Like The Forgotten Garden this is a long story, told from a couple of different points of view in different time periods, which patch together to unfold and reveal a family’s secrets. It even also had Australia and a long ship journey in it to England, as I believe that one did. I thought this was wonderfully put together.

Laurel Nicholson’s mother, Dorothy, is elderly and dying. Laurel feels that before her mother dies she must know the truth about something she has not talked about ever-that as a teenager she saw Dorothy kill a man who came to their house.  It was never spoken of, but Laurel must know what happened.  Dorothy told the police he was a stranger who came after her, but Laurel, watching unseen from the treehouse, distinctly heard the man address her by name. Why did she lie about knowing him? Laurel attempts to draw the story out of her mother, but can only get bits and pieces. They lead her to research and she is able to start piecing some things together. Meanwhile, you, the reader, get to read the story of Dorothy and Vivien and Jimmy, young people in London during WWII.  We see what Dorothy’s early life was like, how she made her way to London and fell in love with Jimmy.  I really liked the way the story was not told in a linear fashion at all.  It was like each section of the story, told at a different time or from a different character’s p.o.v., was a puzzle piece, and it was not until the end that they all fit together. And when they do? What a marvelous payoff.

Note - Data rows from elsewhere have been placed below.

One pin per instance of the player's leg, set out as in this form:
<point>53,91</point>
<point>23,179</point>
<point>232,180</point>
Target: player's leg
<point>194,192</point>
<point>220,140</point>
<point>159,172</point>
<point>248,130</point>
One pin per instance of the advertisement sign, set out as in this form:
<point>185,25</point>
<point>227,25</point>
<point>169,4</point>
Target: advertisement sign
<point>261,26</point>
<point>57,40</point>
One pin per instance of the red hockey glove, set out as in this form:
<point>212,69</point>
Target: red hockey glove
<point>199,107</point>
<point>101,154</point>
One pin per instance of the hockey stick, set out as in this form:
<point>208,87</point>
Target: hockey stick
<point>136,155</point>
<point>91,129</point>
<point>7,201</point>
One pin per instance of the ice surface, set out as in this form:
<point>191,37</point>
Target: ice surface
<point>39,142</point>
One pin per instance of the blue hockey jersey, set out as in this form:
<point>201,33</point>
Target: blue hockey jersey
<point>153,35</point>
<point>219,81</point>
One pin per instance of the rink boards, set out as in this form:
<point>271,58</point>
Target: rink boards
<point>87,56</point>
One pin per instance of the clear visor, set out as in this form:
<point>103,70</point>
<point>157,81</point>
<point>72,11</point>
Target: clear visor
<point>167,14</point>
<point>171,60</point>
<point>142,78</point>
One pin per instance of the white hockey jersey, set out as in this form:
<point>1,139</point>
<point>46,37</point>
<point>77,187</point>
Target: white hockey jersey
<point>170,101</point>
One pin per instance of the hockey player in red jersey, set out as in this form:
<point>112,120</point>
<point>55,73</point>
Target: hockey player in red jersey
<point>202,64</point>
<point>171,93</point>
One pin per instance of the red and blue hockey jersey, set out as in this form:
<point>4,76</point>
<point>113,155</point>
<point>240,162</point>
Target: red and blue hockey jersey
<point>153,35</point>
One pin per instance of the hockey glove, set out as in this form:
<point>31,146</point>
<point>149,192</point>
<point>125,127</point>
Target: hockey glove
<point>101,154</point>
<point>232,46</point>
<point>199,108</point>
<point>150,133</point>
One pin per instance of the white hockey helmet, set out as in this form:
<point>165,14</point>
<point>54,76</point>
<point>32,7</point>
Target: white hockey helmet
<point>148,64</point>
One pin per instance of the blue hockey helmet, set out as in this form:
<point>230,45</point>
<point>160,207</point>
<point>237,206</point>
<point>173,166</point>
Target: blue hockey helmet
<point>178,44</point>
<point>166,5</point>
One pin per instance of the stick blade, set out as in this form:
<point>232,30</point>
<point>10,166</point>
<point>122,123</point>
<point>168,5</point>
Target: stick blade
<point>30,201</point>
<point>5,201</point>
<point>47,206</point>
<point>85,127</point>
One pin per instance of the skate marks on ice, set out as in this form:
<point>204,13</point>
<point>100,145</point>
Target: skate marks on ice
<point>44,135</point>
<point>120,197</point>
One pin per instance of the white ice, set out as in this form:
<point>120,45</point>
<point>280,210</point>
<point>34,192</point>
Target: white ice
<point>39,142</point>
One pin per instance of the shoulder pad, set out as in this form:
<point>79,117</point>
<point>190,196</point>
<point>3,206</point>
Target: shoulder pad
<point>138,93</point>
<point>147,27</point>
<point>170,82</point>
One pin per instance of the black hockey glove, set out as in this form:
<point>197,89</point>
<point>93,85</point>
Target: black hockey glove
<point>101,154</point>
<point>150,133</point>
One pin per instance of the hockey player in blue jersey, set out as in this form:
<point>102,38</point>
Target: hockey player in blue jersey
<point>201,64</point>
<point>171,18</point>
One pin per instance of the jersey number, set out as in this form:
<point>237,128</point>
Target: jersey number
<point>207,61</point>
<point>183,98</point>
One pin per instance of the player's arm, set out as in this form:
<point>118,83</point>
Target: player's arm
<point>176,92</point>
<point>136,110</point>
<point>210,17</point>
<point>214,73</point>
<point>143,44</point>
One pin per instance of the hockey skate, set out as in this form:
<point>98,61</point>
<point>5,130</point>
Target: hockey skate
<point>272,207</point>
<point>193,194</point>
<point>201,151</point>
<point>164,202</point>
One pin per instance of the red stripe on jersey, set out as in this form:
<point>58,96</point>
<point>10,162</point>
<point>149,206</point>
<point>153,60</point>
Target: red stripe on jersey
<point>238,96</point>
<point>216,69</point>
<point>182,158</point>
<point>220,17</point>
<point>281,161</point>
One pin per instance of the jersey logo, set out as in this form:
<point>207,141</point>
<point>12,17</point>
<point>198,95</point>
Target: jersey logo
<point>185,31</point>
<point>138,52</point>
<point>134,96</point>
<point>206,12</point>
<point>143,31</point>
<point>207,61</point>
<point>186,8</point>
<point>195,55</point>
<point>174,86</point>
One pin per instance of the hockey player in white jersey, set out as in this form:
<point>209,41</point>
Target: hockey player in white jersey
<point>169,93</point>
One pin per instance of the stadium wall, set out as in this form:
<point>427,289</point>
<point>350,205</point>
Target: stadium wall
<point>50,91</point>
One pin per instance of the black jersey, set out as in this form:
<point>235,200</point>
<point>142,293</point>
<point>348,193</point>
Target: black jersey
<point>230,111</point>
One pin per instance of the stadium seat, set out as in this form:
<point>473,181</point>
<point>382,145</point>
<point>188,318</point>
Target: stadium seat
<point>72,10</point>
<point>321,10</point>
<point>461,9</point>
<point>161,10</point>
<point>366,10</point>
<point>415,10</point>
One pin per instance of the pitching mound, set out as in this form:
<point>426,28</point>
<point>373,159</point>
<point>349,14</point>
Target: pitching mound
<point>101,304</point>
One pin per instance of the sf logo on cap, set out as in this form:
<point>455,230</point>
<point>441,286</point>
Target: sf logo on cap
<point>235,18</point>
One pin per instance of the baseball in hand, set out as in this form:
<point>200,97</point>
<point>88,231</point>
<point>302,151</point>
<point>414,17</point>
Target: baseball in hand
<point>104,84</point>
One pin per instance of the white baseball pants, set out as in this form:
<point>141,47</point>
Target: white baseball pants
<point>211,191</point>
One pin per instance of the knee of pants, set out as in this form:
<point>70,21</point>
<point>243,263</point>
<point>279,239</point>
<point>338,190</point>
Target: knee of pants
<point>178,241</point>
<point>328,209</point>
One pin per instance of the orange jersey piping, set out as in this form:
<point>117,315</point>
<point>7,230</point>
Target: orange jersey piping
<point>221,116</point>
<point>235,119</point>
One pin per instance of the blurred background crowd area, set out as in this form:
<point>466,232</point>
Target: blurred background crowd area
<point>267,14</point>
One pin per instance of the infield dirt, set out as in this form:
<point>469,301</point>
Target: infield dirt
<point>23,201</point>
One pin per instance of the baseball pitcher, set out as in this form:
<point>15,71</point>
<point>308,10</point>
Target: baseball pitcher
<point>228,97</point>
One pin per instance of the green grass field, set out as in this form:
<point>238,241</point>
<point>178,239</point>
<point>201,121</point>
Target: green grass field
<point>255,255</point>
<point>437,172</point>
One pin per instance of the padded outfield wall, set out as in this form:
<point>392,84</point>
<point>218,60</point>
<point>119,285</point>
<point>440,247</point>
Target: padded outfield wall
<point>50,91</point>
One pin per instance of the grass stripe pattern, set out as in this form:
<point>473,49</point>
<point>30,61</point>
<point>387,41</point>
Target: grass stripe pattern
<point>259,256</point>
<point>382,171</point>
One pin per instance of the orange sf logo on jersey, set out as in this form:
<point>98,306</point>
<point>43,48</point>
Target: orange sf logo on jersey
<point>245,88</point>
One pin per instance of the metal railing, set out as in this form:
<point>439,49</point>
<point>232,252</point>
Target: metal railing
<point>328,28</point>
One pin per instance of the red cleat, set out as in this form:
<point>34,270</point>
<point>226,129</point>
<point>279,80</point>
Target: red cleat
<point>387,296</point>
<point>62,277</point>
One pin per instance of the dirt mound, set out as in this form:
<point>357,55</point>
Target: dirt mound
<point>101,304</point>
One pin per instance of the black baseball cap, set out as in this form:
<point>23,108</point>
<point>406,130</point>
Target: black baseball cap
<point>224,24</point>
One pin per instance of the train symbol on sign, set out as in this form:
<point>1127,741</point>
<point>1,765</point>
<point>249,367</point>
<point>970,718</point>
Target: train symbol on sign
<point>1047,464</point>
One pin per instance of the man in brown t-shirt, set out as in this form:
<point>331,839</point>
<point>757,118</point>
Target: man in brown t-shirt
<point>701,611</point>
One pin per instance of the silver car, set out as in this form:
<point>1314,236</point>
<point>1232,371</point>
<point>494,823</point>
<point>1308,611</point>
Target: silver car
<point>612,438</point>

Besides being a a great mystery about family secrets, I thought this was a wonderful story about WWII and living in London and trying to start your adult life during the war.  There was so much tenderness between the parents and children, at various stages of life-Jimmy caring for his dotty old dad, Laurel caring for her dying mother, Dorothy as a young mother caring for Laurel.  I thought this was beautifully written and really enjoyed every part of this story.  It’s definitely a long and engrossing one-I admit I stopped right in the middle for two days to read Mr Penumbra’s 24-Hour Bookstore.